A motivação oculta de obito e madara no massacre do clã uchiha: Uma análise do dilema estratégico
A participação de Obito e Madara no extermínio dos Uchiha levanta questões sobre sua lealdade e planos futuros.
A aniquilação do clã Uchiha em Konoha, um dos eventos mais sombrios do universo Naruto, frequentemente direciona o foco para a figura de Itachi Uchiha, o executor da missão. Contudo, a participação direta de Obito Uchiha, operando sob a identidade de Madara Uchiha, e a motivação por trás dessa aliança estratégica com Itachi, continuam sendo pontos centrais de análise entre os estudiosos da narrativa.
A questão central reside na aparente contradição: por que Obito e Madara, ambos membros do clã Uchiha, optariam por auxiliar na matança de seus próprios parentes, vizinhos e, no caso de Obito, amigos de infância? A alternativa lógica, vista sob a ótica de uma rebelião Uchiha, seria apoiar o golpe de estado planejado, conforme a ideia original de Madara Hashirama.
O plano original versus a realidade imposta
É crucial relembrar o contexto que levou à decisão final. O plano inicial de Madara, antes de se envolver com Obito, visava uma tomada de poder violenta contra a liderança de Konohagakure. No entanto, após a suposta morte de Madara e o subsequente envolvimento de Obito, a estratégia evoluiu para algo muito mais complexo e, ironicamente, mais destrutivo em nível pessoal para os envolvidos.
Obito, manipulado pela ideologia do Plano Olho da Lua (Tsuki no Me Keikaku), havia perdido todo o apego às suas conexões mundanas. Sua dor pela perda de Rin Nohara transformou sua identidade, fazendo com que ele priorizasse a criação de um mundo ilusório sobre a realidade sangrenta de batalhas e perdas. Para ele, aniquilar o clã Uchiha era um passo necessário, ainda que repugnante para o lado humano que restava em seu interior, para garantir que Itachi cumprisse sua missão de desmantelar qualquer ameaça interna ao plano maior.
A pragmática necessidade de Itachi
A força motriz para a cooperação de Obito estava centrada em Itachi. O massacre não foi um ato de maldade gratuita ou de alienação total para Obito; foi uma barganha cruel para proteger Konoha da guerra civil iminente e, mais importante, para proteger seu irmão mais novo, Sasuke Uchiha. Obito assegurou a Itachi que, se ele realizasse o massacre, a aldeia ficaria em paz temporariamente e Sasuke seria poupado.
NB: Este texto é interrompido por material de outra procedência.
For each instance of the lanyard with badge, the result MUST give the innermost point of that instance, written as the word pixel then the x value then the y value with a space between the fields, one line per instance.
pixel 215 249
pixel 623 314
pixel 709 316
Na ótica de Obito, eliminar o clã como um todo, embora brutal, era menos prejudicial a longo prazo do que permitir uma revolta aberta. Uma revolta teria custado a vida de inúmeros inocentes - civis, ninjas da folha e, inevitavelmente, levaria Sasuke a morrer em combate ou a ser executado pelas forças da aldeia posteriormente.
Assim, a ajuda de Obito e Madara ao extermínio não se baseou em lealdade compartilhada ao clã, mas sim em uma convergência de objetivos imediatos: a estabilidade de Konoha para facilitar o plano de Obito, e a segurança de Sasuke, imposta pelas ordens de Itachi. Esses objetivos temporariamente se alinharam com a destruição do grupo que ameaçava a paz, mesmo que isso significasse sacrificar laços familiares e sociais.